At that, Esther could not suppress a heart cry so full of agony that
Helen was terrified.
"Mother! mother!" was all she could say. But Esther quickly calmed herself.
"Helen, if this young man should be unworthy of you, could you give yourself to him simply because he had money to offer?"
"No, no, mother, I am not wicked like that. You must not think so. I could not help questioning Mr. Bauer's statements. He is not altogether———" she could not say the word "disinterested," and her mother said it for her.
"But he knows how hopeless his case is. He is not expecting to gain any favour by telling me what he knows. Can you not see it is simply to save you from making the most awful mistake a girl can make in all her life when she unknowingly marries such a man? Bauer never expects to be a successful suitor. I do not believe you have any true measure of his feeling for you. But he is willing to risk anything to spare you misery. Cannot you see that? What other motive could he have? He is not a rival. The poor fellow told me frankly that he had given up all hope for himself. It is pure friendship, and it is so rare and so beautiful a thing that you cannot afford to trample it down or disbelieve the story he told me. Helen, if you should let your admiration for money and its power take such a step as to encourage a man like Van Shaw, it would break your mother's heart. But worse than that, it would break your own. Oh, you cannot, you will not do such a thing."
What could Helen say to that? And what less could Esther say to her? Let the careless mothers in America answer—the mothers who never talk frankly with their daughters about these things, and the careless daughters who never take their mothers into their confidence. How many unhappy marriages would never occur if mothers did their duty and daughters listened to and heeded the best friend they have on earth.

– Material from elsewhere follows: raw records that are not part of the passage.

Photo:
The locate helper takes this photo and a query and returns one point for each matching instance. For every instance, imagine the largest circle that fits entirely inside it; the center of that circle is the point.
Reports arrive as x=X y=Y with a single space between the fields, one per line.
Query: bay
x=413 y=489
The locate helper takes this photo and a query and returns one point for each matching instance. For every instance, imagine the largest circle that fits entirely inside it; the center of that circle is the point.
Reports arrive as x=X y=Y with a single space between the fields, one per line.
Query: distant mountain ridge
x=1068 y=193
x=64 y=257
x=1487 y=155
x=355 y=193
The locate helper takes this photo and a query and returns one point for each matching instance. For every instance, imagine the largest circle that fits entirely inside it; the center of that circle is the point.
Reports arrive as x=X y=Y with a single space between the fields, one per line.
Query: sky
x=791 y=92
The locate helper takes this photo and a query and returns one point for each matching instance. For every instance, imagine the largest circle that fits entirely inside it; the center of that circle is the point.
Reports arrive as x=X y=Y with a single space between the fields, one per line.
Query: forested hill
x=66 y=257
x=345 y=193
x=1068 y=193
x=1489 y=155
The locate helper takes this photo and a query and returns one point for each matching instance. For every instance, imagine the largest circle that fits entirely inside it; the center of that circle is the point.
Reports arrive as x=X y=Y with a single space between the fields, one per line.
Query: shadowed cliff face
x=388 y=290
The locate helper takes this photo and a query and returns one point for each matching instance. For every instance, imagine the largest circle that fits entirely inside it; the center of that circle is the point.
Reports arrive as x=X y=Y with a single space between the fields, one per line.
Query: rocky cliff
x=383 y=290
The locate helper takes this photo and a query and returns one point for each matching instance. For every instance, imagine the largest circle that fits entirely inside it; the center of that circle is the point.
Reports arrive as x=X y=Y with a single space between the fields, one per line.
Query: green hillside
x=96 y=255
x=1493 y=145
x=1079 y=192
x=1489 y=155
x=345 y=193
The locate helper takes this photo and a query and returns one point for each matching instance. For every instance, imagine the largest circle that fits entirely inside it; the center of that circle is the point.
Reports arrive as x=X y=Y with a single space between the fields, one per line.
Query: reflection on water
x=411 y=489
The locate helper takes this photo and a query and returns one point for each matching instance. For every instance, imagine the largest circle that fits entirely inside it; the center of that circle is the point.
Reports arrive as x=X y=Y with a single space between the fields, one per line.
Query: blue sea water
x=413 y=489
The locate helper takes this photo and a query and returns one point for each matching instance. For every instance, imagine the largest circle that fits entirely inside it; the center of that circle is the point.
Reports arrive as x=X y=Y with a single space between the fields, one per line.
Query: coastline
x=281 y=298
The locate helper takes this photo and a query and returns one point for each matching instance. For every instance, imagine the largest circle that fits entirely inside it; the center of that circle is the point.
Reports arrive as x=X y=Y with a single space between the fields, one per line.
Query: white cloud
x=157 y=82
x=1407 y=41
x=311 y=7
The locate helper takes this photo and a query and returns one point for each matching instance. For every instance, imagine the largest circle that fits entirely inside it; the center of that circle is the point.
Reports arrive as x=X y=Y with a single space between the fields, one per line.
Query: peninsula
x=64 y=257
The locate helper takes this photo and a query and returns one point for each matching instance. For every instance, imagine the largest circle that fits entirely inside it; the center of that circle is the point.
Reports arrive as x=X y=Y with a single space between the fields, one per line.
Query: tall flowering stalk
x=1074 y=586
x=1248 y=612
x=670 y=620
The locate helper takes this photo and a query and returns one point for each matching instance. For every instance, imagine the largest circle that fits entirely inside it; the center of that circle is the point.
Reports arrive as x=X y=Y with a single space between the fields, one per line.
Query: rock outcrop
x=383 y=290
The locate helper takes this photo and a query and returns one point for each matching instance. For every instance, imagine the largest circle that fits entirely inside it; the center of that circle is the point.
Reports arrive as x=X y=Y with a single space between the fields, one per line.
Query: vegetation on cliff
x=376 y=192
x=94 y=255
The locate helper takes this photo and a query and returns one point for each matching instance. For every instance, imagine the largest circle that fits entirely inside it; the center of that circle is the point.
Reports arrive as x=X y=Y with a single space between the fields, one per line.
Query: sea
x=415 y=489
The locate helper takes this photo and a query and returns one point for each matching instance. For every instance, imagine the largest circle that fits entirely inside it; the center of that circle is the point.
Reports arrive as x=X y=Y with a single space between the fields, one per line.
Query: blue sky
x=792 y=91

When Mrs. Douglas had finally fallen asleep, Helen still remained broad awake. Things had been said in the heart talk that made it impossible for her to compose herself to sleep. She could no longer doubt the truthfulness of Bauer or his clear motive, and strange tumult arose in her thought over the statement her mother had made about his abandonment of any thought of her as her suitor. The fact that he had expressed such a sentiment to her mother made Helen a little angry. Why should he give up all hope so easily—why—what was she thinking? She said to herself she did not want men to be cowards, but surely Felix Bauer was not a coward. A man who would go over a cliff like that did not deserve to have a timid girl like her call him a coward. Only———
And in the midst of all her other feelings she could not altogether shut out the sight of Van Shaw, broken and bruised as he had lain in agony there on the seat in the little chapel and she could not, even after all her mother had said, quite dismiss him from her thought. Her cheek glowed, as she raised the question in her imagination, of money and its fascinating power. Were all young men of wealth like Van Shaw? Would it never be possible for her to marry wealth and virtue together? And again there was that strange commingling of shame and exultation as she realised what a power she possessed to attract even such an one as Van Shaw, and try as hard as she would she did not drive out the scene of his declaration that morning. At any rate, it was genuine. Let him be what he had been, might she not awaken all the latent good in his nature and save him—her mother's ideas were very strict and serious. They were perhaps puritanical. But after all———
So she restlessly went back and forth in her argument and only fell asleep towards morning, her heart and mind wearied with the whole thing. Before she fell asleep she resolved to have a talk with Miss Gray and make her tell what she knew. She said to herself she would at least not dismiss Van Shaw entirely until she knew even more than her mother had been able to tell her about him.
But before the opportunity came for Miss Gray's confidence, several unexpected events occurred that made Helen wonder if she were in a land of enchantment. After what had already become a part of her history in this strange land, she might be pardoned, if, with her highly romantic temperament, she felt excited to an unusual degree.